James Colburn’s debut
So many Westerns, explicitly or implicitly, deal with (and often lament) the approaching end of the Wild West, with its rugged individualism and sense of frontier justice slowly forced out before the coming of a shared ‘civilized’ society of common laws (often represented by the background arrival of the railroad, or encroaching phone lines). While you get a bit of that reflected here in the narrative structure, with the two world-weary wise men each having a younger counterpart, Brigade having his captive Billy John (who is granted a surprisingly chivalrous moment, telling our perky Ms. Lane to go back inside so as not to see the Injun massacre that has just arrived with the stagecoach) and Pernell’s Boone having Coburn’s relatively dimwitted sidekick, it really thematically kicks in by the end, with Brigade standing alone before his cleansing act of burning the hanging tree (the most stunningly gorgeous image captured in the film, a clear inspiration, consciously or otherwise, for many a Paul Schrader ‘God’s Lonely Man’ film to come), left behind, to fade away with an old life that includes individual vengeance as a core principle, as the others move on with their captive Billy John to the modern civilization represented by Santa Cruz… where Boone will also ‘cleanse his sins’, but in a more dubious manner… by bartering for it, with political figures that have the power to forgive criminal transgressions (hinting at the moral compromise of the ‘New World’).

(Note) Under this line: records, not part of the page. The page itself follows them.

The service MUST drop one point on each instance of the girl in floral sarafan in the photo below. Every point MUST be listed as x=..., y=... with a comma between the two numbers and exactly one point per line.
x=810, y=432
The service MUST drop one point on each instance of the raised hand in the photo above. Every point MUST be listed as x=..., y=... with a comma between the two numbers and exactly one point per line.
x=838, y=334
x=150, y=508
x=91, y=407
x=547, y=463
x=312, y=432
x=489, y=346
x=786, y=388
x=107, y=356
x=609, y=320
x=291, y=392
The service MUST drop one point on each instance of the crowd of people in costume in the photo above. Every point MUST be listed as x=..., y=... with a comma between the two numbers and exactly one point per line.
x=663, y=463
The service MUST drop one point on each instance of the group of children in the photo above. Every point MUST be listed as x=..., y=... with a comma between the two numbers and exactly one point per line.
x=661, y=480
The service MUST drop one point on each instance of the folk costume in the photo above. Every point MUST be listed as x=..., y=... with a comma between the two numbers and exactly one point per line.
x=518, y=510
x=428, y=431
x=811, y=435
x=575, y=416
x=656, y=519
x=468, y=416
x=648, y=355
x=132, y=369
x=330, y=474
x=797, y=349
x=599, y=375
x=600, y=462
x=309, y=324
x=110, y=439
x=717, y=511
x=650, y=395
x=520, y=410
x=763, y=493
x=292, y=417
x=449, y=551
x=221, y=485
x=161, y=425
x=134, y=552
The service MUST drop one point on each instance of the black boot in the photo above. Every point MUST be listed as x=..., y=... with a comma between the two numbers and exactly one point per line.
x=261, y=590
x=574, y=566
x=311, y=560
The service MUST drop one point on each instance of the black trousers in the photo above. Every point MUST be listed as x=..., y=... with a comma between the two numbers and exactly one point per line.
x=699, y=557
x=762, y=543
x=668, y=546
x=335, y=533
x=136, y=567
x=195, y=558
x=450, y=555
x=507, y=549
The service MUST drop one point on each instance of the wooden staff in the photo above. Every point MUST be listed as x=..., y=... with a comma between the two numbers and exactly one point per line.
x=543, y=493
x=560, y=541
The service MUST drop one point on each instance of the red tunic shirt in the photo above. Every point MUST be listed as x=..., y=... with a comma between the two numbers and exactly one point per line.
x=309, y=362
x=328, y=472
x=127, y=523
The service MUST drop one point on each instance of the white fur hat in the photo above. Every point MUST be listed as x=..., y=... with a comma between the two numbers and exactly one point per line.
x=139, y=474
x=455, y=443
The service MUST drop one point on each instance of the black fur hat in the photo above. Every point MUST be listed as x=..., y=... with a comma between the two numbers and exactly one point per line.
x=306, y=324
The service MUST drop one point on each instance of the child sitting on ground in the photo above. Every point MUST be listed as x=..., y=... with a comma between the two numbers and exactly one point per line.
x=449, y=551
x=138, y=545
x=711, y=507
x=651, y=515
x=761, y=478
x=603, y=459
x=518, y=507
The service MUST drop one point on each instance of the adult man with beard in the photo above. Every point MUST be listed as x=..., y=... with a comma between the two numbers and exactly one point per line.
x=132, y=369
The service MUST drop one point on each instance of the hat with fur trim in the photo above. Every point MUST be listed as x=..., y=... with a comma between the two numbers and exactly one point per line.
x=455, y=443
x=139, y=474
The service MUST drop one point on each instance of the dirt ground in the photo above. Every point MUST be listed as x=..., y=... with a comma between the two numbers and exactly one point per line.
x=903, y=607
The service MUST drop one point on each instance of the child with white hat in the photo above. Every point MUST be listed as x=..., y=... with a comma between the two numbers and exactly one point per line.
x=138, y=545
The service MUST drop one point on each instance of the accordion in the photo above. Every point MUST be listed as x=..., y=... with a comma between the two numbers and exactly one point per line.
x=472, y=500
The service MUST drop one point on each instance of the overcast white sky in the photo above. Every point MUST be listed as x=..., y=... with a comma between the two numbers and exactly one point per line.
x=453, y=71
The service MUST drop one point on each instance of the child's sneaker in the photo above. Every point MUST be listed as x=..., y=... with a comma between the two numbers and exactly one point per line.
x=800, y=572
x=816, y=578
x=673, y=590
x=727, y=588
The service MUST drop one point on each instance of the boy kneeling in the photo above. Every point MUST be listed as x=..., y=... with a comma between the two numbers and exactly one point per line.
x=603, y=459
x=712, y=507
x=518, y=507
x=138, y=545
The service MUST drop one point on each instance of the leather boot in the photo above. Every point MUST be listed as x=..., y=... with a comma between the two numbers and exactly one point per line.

Scott aged into such a great presence for this kind of uncompromising role, with barely any emoting at all (it’s all in the presence). And it’s fun to see lots of young faces in early roles, actors that would soon grow into stardom – including James Best, immortalized today for playing the bumbling Sherriff Roscoe P. Coltrane on the wildly successful dim bulb of a hick-town show Dukes of Hazzard (for those old enough to have lived through those very peculiar 1970’s television days), Lee Van Cleef (just a decade away from being swept up into gritty and glorious spaghetti western mania) and Coburn, naturally, the soon to be far biggest of the bunch, rocketing to massive Hollywood superstardom in the next decade with the Bond-parody “Flint” films, making his actual film debut here.
Lee Van Cleef
Like the world in the film itself, Ride Lonesome is the kind of film that just isn’t made anymore. In its study of a clear and determined moral perspective that, while perhaps outdated in many of its traditions, stands in direct contrast to the ambiguity, corruption and self-delusion that the opportunistic corporate-controlled capitalist world has brought today? That is something to lament. Nice work Boetticher, Kennedy and Scott. I’m right there with you guys. Can’t wait to see the other films in this cycle.